Among the predictable reactions to The Kiss between Michael Sam and boyfriend Vito Cammisano, which was shown by ESPN during the closing minutes of the NFL draft on May 10, was the complaint about “gays shoving their sexuality down our throats.”
As long as we’re on the subject, I am tired of having my face smeared with the unresolved personal issues of people who use rape imagery to decry gay visibility. I might add that the veiled eroticism of smashing cake in his lover’s face hardly competes with that of jocks spraying champagne on one another.
Most people see through the homophobes’ feigned Victorian delicacy. Dallas sportscaster Dale Hansen mocked, “[W]hen Sam was seen celebrating with his family and boyfriend, the world apparently shook, we almost collided with the sun, and yet somehow we have survived another day.” Hansen dismissed locker room fears by griping that his gay coworkers never hit on him.
Hansen said there was no way the Southeastern Conference Co-Defensive Player of the Year merited as late a draft pick as 249th out of 256. In this he agreed with Cyd Zeigler of OutSports, whose tweets grew restive as the draft waned, before Rams coach Jeff Fisher finally made the historic call.
The video of Sam sobbing in Cammisano’s arms as his dream became real was moving and powerful. Because he stepped up, countless people’s prospects will brighten.

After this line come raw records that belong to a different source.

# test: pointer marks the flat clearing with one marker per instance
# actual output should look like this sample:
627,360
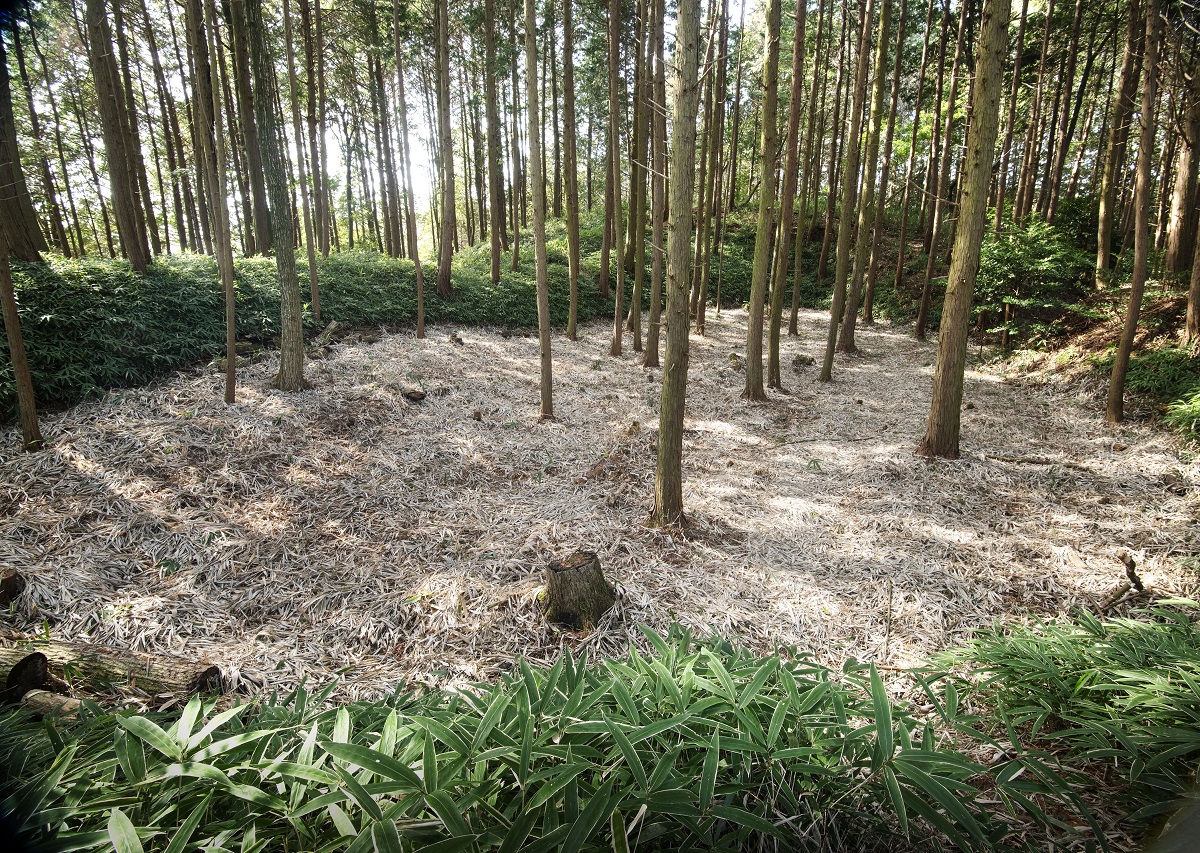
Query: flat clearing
345,530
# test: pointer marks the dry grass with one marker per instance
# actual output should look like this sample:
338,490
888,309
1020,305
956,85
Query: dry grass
346,530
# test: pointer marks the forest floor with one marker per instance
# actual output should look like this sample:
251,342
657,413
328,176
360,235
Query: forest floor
345,530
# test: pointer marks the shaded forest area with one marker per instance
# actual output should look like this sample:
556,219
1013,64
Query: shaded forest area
555,457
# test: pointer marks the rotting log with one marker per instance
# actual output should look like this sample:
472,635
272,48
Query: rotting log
31,672
576,592
45,703
99,666
12,583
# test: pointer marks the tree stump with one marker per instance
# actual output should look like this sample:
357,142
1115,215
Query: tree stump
576,592
12,583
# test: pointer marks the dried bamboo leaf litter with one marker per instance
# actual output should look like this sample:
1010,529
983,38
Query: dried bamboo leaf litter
345,530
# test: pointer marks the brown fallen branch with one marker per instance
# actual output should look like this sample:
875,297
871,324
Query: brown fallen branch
45,703
100,667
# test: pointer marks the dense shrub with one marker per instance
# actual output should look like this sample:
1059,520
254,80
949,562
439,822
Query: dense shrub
91,324
697,746
1041,272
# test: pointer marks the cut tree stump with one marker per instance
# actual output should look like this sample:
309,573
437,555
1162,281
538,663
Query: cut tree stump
12,583
576,592
100,667
45,703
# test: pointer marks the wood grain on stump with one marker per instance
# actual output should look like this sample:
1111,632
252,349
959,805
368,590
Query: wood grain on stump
100,667
576,592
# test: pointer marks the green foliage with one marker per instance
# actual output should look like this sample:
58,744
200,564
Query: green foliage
1169,376
1041,271
697,746
1122,694
91,324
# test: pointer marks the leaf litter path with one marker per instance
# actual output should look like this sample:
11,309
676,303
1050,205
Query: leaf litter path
346,532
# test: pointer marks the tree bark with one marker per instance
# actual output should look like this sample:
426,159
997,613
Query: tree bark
669,474
546,383
787,199
1115,409
445,143
291,374
847,214
945,410
763,233
577,594
870,169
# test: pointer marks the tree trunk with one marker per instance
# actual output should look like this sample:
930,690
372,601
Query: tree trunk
658,182
943,174
615,113
787,199
846,215
1115,410
445,143
1114,158
291,376
945,410
870,169
669,474
246,98
763,233
114,121
577,594
30,433
546,383
571,166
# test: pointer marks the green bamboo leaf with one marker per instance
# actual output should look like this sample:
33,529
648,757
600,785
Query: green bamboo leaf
150,733
627,749
123,834
375,761
882,704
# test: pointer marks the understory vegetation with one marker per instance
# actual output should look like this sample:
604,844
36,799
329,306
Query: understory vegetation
697,745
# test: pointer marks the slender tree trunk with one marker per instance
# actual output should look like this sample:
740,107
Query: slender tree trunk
570,164
250,131
445,143
787,199
877,227
1007,148
615,112
850,186
761,270
54,214
1115,410
539,212
669,474
943,173
1114,158
870,170
658,182
27,407
945,410
291,376
114,121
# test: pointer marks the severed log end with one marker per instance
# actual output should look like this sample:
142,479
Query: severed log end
45,703
12,583
576,592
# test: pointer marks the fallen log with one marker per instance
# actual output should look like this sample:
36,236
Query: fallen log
31,672
102,667
12,583
576,592
45,703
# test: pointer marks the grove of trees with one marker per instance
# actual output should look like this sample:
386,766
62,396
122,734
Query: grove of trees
871,145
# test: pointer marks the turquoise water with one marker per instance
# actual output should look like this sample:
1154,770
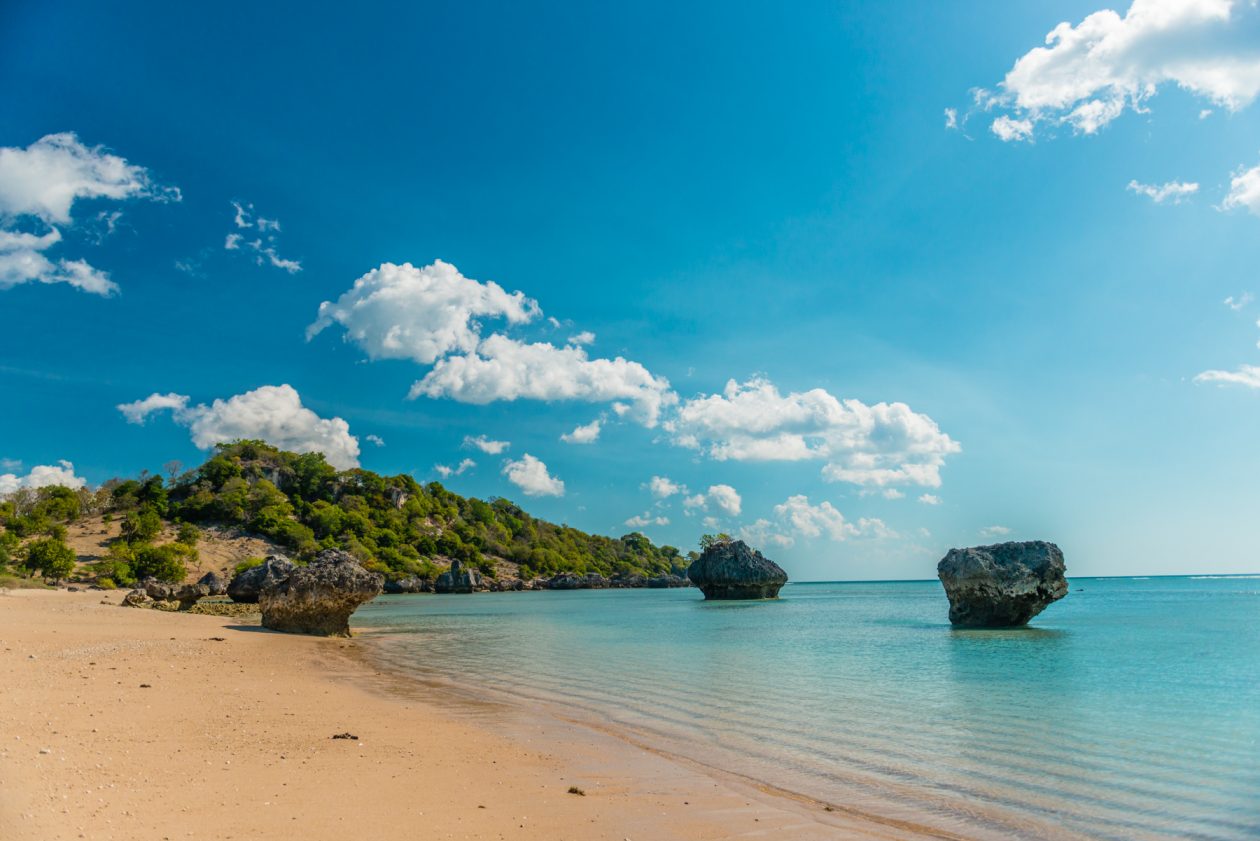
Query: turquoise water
1129,710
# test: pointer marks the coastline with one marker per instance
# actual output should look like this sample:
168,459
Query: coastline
141,724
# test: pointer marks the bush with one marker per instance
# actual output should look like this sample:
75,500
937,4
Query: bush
51,557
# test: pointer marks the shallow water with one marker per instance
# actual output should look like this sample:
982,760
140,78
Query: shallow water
1129,710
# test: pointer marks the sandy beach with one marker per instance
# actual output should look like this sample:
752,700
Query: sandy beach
137,724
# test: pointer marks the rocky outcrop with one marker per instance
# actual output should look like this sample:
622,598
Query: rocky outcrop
1002,585
732,570
458,579
214,583
320,597
247,586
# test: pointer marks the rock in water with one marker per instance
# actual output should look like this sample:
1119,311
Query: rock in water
458,579
1002,585
246,586
732,570
320,597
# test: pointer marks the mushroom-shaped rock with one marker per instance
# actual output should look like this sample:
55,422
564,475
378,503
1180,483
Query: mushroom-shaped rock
320,597
1002,585
732,570
246,586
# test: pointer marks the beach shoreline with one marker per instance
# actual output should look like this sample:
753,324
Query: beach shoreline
140,724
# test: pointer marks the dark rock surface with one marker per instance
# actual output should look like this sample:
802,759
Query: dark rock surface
732,570
458,579
247,586
320,597
1002,585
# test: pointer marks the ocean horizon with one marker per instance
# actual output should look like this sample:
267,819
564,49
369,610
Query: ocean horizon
1128,710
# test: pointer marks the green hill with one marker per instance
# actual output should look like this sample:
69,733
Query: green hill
392,525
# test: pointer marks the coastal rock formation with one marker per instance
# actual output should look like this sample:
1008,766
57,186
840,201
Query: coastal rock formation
1002,585
247,586
732,570
320,597
214,583
458,579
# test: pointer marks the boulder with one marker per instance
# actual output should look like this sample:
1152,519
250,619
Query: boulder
458,579
320,597
246,586
1002,585
733,570
214,583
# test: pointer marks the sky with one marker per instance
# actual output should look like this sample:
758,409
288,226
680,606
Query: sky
857,283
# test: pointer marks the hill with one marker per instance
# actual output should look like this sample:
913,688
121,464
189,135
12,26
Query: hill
250,491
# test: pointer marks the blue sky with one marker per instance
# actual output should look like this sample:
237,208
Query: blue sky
944,328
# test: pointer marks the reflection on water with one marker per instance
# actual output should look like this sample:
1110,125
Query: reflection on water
1128,710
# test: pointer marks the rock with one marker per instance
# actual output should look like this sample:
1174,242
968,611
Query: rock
458,579
1002,585
246,586
320,597
732,570
214,583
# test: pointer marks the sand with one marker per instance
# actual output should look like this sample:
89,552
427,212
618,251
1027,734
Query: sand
117,723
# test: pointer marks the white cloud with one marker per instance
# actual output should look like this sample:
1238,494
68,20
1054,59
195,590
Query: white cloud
42,475
42,183
1244,191
263,243
664,487
1240,301
880,445
274,414
645,518
485,444
726,498
421,314
1090,73
447,472
531,475
1174,191
1248,376
504,368
1012,130
584,434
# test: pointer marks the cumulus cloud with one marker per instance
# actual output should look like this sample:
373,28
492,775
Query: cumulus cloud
274,414
446,472
1090,73
1159,193
664,487
647,518
39,185
42,475
1240,301
584,433
485,444
504,368
420,314
1244,191
260,240
1246,376
881,445
531,475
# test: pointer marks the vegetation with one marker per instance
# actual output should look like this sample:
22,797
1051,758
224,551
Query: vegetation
393,525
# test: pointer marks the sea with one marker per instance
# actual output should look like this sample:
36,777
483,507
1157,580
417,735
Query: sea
1130,709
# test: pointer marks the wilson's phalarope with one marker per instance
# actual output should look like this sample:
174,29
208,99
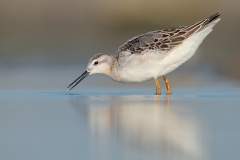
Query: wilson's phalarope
151,55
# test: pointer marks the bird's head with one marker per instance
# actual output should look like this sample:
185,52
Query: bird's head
99,63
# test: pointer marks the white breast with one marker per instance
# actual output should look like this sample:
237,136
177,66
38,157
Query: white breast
155,63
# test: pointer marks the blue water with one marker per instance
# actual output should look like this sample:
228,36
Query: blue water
120,124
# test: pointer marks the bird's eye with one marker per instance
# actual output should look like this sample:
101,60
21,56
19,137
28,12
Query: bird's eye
95,63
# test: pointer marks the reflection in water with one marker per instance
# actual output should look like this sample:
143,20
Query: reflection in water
140,125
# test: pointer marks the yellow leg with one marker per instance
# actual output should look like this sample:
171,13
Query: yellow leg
158,88
168,84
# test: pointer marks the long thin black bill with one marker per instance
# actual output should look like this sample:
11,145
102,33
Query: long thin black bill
78,80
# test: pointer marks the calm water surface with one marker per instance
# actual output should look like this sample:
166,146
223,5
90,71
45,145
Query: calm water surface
105,125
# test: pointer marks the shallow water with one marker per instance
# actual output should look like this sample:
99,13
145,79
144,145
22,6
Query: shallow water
106,124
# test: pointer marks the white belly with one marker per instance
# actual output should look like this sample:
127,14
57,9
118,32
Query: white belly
142,67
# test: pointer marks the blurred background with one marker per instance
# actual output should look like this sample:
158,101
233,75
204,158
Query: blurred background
47,43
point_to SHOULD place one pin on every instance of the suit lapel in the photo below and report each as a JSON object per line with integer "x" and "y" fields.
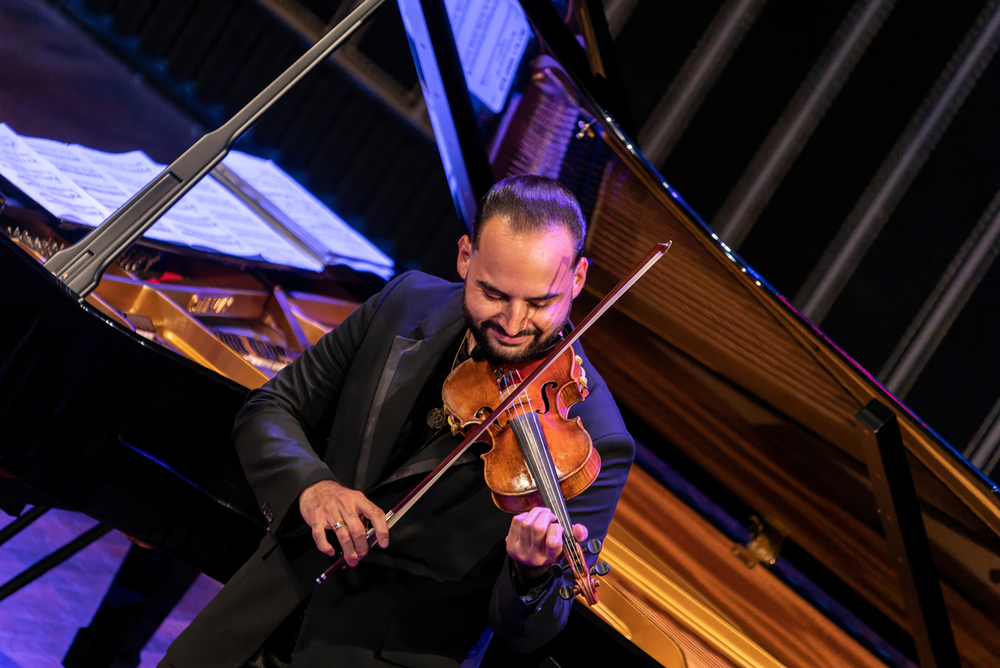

Expectations will change as sexual minority youth see their lives affirmed.
Kate Kendell of the National Center for Lesbian Rights told AP, “I feel like my support for the NFL now doesn’t have an asterisk come with it. It’s now truly America’s game.”
I often say to people who talk as if they have to imagine themselves “doing it” to accept gay and transgender people: It’s not about you. You don’t get to vote on someone else’s happiness. The images on ESPN of Sam kissing Cammisano mark a cultural shift, far more than Mitch and Cam’s fictional marriage on Modern Family. A confident athlete simply stopped hiding. He enjoyed his man’s support in his big moment. More important than cake, he smashed stereotypes. His highlight reel from Mizzou leaves little doubt about his worthiness.
This could herald the end of self-consciously “safe” activism. We have had enough outness in the abstract, like past gay sitcom characters who were never seen being affectionate with their partners. We don’t owe the world our disappearance.
The haters were already braying “Think of the children!” (while excluding gay children) when plans for a documentary by the Oprah Winfrey Network gave them an opening to further stoke the distraction they claim to deplore. The doc has been postponed, but the blowback reminds us that hatred persists. In Jackie Robinson’s day, the catcalls came from the stands. For Sam, they came faster, via comment boards and Twitter. One truth endures: the pioneering player must answer his critics on the field. He can leave the advocacy to others, such as writer and SiriusXM Progress host Michelangelo Signorile, who launched an online kiss-in (hashtag #kissin) to get the world used to same-sex smooching.
Sam’s breakthrough is a milestone of our journey toward freedom and equality. In our lives, the moment flies past us and is gone. In our memories, it’s a bright flash that illuminates all around it, and sustains us in moments of frustration and despair. Do not be intimidated by the dismissive comments of those who treat this as nothing. It is a big thing, or people would not be fighting it. Is it everything? Of course not. A milestone is not the end of the journey — but we need our milestones.
Now Sam’s task is to make the team. Play your heart out, champ.